Utah meteorologist Ed Zipser, left, shown here with Lis Cohen and Jay Mace last January, is part of a NASA-backed team that is studying why some storm systems fizzle and others become hurricanes.
Tom Smart, Deseret Morning News
KAWSARA, Senegal Ed Zipser knew Ernesto as a baby. The meteorologist flew through the weather system when it was just a patch of turbulence off the coast of West Africa. Ernesto then grew up to be the first hurricane of the 2006 season.
Scientists know that 4 out of 5 tropical storms hitting the United States including the deadly and destructive hurricane Katrina a year ago start out in the waters off Africa before blowing across the Atlantic.
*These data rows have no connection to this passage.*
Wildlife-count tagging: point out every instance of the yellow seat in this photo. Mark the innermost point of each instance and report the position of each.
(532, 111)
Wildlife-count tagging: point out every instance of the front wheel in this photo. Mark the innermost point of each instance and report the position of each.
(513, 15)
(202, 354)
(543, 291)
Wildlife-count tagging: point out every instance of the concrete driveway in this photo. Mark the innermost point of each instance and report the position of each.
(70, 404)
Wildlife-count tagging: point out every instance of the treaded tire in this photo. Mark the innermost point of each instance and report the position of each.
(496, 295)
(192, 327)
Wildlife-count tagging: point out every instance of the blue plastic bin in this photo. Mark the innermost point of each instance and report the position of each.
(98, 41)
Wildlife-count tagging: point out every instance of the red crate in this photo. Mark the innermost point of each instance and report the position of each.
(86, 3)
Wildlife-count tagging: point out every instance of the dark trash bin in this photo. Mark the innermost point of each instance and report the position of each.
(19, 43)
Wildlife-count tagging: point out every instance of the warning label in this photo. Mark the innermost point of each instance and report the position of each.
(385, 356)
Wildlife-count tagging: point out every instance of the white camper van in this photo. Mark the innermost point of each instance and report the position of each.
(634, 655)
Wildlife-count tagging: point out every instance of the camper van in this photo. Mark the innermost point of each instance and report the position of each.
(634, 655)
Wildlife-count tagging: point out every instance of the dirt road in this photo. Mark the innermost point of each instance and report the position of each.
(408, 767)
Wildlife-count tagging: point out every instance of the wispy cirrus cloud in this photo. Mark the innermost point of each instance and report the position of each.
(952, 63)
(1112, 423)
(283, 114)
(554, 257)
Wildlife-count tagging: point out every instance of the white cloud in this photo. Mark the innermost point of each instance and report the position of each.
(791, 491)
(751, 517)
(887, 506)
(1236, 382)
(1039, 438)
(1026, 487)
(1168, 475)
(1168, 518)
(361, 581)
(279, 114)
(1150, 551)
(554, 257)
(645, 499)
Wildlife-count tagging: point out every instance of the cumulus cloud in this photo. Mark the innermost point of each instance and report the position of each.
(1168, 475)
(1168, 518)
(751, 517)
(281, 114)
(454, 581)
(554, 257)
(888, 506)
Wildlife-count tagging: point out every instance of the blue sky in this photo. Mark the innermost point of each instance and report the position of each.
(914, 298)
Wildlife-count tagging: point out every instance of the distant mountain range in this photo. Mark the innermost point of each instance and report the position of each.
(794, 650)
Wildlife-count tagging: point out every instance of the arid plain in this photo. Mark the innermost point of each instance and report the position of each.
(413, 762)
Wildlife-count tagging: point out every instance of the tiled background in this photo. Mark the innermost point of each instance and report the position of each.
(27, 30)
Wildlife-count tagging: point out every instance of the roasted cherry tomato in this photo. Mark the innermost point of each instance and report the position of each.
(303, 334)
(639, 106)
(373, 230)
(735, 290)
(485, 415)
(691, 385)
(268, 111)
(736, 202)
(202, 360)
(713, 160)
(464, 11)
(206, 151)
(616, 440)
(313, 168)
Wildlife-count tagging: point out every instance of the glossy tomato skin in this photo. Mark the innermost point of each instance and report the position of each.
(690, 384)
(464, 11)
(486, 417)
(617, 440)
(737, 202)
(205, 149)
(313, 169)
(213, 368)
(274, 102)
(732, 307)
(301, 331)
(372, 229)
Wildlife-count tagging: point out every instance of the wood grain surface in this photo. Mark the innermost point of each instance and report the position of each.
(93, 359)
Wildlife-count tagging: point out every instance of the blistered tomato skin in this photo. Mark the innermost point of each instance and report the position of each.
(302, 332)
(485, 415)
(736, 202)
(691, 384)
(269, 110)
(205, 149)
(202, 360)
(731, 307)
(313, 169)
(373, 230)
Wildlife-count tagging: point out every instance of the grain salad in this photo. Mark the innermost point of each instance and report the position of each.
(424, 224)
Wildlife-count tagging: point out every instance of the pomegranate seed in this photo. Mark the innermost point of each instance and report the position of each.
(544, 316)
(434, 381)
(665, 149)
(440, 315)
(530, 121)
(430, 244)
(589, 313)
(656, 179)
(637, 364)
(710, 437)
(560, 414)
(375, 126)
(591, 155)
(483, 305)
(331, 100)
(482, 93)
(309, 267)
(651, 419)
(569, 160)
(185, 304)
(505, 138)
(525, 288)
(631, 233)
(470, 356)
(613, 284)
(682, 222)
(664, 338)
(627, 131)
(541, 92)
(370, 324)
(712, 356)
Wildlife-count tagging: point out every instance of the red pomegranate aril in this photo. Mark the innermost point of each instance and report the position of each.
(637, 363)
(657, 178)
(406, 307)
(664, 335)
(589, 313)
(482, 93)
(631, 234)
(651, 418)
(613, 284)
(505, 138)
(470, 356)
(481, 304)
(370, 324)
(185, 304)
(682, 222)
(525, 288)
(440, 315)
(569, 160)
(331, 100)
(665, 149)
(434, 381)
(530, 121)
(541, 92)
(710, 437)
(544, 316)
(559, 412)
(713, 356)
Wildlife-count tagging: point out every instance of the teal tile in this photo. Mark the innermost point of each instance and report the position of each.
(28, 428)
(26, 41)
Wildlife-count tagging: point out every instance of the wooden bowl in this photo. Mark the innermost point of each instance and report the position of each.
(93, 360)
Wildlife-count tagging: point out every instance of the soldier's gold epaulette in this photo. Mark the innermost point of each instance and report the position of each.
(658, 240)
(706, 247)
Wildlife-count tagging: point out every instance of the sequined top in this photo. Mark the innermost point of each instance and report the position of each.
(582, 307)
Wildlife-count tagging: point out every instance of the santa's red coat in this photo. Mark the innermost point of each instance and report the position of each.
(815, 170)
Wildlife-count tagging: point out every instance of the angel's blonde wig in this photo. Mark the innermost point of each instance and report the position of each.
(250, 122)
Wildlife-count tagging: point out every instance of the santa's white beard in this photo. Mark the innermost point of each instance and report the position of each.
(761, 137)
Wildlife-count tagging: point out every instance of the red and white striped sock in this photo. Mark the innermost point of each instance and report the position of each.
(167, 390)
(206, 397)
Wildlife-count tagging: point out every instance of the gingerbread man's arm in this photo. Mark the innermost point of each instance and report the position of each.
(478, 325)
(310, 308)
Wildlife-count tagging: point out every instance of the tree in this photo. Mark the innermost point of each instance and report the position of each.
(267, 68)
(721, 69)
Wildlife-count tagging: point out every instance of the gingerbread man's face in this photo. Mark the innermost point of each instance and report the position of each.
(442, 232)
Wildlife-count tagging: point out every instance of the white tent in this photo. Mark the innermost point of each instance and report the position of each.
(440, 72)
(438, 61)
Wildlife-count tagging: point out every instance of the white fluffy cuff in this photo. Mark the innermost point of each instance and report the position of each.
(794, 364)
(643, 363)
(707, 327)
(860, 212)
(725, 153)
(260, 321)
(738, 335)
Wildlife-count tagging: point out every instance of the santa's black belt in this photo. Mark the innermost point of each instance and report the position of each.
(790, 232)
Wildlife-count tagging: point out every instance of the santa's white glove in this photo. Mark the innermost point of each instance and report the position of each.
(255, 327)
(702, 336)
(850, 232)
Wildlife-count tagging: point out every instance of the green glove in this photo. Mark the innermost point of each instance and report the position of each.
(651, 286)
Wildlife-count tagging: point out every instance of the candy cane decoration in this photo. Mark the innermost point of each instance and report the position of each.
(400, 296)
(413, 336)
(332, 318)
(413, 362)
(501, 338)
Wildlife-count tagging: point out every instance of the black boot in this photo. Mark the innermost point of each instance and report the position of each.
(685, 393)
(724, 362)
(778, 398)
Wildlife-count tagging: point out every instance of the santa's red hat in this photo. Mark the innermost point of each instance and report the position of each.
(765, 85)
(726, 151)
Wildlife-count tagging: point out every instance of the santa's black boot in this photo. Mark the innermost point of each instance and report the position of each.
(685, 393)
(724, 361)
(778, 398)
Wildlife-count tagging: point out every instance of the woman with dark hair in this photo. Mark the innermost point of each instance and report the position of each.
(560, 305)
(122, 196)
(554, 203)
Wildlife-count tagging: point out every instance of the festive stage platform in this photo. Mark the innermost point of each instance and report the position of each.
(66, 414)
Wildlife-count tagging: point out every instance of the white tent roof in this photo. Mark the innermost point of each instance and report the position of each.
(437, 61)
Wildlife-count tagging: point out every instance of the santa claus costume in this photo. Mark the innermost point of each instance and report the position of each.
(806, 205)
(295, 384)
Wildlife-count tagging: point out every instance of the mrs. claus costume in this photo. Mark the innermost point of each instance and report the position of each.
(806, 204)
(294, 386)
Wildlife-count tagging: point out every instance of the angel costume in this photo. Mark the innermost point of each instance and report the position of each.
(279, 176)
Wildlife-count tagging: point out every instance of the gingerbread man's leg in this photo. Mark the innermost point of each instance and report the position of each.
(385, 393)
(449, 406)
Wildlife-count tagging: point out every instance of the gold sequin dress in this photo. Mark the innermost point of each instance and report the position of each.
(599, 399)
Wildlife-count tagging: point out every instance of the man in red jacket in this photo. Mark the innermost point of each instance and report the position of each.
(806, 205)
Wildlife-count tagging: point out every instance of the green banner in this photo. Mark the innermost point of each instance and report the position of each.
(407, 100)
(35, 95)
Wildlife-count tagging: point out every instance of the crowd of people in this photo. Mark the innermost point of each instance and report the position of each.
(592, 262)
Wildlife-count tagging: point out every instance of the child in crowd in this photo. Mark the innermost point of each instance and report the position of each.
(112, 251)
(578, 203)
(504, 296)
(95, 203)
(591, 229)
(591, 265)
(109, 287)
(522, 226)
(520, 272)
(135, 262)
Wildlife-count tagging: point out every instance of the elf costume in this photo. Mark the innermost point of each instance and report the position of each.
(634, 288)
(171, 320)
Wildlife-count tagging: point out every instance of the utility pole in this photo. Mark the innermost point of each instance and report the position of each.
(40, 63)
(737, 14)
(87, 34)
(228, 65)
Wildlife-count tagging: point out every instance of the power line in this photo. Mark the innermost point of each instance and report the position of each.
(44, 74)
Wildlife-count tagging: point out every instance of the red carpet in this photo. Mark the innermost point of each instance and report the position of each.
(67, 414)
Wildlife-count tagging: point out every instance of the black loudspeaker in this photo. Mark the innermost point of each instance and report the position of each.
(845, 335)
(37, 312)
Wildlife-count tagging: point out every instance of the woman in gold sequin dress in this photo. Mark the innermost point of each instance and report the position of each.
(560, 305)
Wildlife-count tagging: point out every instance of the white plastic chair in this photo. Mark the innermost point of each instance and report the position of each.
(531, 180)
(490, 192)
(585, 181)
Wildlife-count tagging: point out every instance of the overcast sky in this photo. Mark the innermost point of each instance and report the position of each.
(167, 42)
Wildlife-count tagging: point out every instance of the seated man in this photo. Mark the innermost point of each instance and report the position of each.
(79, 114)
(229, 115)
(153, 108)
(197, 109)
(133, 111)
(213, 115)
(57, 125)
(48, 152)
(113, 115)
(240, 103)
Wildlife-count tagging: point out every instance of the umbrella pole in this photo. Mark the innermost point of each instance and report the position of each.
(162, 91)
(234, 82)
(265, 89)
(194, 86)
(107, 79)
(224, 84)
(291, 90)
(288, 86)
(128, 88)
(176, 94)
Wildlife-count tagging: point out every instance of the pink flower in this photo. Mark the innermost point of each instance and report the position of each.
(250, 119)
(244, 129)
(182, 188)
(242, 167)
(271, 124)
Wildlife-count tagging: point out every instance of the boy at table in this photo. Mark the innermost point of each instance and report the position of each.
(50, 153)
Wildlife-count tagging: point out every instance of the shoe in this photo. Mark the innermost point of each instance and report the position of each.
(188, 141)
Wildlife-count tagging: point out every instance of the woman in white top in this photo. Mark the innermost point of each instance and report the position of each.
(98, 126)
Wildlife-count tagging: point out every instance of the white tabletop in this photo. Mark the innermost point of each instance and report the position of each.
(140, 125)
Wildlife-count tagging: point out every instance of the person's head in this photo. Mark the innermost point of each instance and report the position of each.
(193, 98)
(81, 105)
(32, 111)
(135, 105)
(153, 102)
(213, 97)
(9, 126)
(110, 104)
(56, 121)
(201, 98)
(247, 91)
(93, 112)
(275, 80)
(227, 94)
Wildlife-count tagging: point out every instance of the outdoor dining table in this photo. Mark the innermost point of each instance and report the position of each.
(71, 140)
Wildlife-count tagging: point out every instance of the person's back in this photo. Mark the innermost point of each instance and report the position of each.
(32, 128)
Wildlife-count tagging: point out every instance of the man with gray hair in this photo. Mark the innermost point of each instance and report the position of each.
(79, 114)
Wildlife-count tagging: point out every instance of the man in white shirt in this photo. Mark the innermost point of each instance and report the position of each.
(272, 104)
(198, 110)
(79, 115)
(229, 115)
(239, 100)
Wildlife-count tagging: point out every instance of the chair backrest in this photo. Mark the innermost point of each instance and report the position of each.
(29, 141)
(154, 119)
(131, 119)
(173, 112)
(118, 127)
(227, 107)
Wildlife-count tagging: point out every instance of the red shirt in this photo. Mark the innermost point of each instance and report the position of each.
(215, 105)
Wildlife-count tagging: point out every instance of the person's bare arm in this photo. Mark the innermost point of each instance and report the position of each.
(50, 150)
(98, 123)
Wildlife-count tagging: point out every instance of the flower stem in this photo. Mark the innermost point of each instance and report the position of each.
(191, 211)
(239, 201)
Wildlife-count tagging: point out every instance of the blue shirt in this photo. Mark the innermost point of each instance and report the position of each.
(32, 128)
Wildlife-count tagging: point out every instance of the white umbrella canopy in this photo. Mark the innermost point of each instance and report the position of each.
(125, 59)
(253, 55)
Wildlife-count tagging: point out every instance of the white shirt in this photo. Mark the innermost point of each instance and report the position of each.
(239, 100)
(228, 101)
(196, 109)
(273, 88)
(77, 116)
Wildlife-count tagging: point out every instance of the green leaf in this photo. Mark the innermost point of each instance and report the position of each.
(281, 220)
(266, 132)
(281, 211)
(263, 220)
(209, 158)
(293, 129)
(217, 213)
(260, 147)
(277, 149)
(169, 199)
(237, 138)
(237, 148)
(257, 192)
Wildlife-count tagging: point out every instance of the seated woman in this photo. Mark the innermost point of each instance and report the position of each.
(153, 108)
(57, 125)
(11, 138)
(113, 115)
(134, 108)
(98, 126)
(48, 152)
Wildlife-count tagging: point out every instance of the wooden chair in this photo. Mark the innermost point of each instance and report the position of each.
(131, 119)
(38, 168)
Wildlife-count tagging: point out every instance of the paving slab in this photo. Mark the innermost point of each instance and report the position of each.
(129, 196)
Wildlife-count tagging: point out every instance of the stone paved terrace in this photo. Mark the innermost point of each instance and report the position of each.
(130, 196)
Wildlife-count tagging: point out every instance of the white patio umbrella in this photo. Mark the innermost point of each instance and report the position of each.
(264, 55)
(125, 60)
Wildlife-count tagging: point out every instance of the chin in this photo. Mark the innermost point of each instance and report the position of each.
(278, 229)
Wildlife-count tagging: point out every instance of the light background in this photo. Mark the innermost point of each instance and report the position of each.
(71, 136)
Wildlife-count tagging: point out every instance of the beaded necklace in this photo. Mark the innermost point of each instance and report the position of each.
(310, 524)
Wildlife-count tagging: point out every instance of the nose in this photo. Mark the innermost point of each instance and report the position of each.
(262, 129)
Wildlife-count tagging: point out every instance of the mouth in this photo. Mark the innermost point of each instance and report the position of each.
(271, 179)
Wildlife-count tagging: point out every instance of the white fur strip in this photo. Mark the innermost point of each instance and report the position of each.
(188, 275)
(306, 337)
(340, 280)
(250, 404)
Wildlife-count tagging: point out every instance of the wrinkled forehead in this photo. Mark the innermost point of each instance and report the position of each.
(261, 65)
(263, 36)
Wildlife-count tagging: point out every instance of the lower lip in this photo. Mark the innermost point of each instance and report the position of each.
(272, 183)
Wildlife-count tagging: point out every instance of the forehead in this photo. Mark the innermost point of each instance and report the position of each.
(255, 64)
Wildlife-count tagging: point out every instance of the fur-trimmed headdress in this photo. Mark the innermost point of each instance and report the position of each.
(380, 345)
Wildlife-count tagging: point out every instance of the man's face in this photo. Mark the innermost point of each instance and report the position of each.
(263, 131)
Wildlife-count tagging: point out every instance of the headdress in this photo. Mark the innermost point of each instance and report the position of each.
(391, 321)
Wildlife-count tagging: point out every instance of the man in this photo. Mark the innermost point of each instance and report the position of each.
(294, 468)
What they don't really understand is why some systems fizzle and others whip up into monster hurricanes. So Zipser and his colleagues are in West Africa, trying to unlock the secrets of the storm as part of the NASA-backed study known as NAMMA (NASA African Monsoon Multidisciplinary Analyses).
Using a DC-8 jet, they fly through thunderstorms trying to map the precise contours with banks of sensors measuring wind speed and direction, cloud shapes and contents, rainfall rates, temperature, humidity, and atmospheric pressure.
"It's a bit like taking a bumpier-than-average commercial flight you'd maybe spill a cup of coffee," says the storm expert from the University of Utah, describing his field research.
The scientists have also set up three state-of-the-art radars one on the coast of Senegal, one on the Cape Verde Islands to the west, and another in landlocked Niger to the east.
Residents in the tiny Senegalese hamlet of Kawsara crane their necks to look at the radar that pokes its head up incongruously between the gingerbread-plum and cashew-nut trees that dot the scrubland.
The people of this area generally have a more traditional take on meteorology, banging drums or slaughtering a cow on the beach to summon the rains.
Now, 6 million pieces of electronic data are being collected on their doorstep every 15 minutes as scientists try to discover why 95 percent of West African storms collapse out at sea, and more centrally why the other 5 percent don't.
For about a month ending in mid-September, the NASA-backed researchers will collect information about the initial stages of a storm. Once the storm's life cycle is complete, and scientists know whether it ultimately intensified or weakened, they will look back over the early data and try to pick out the characteristics that gave birth to a big storm.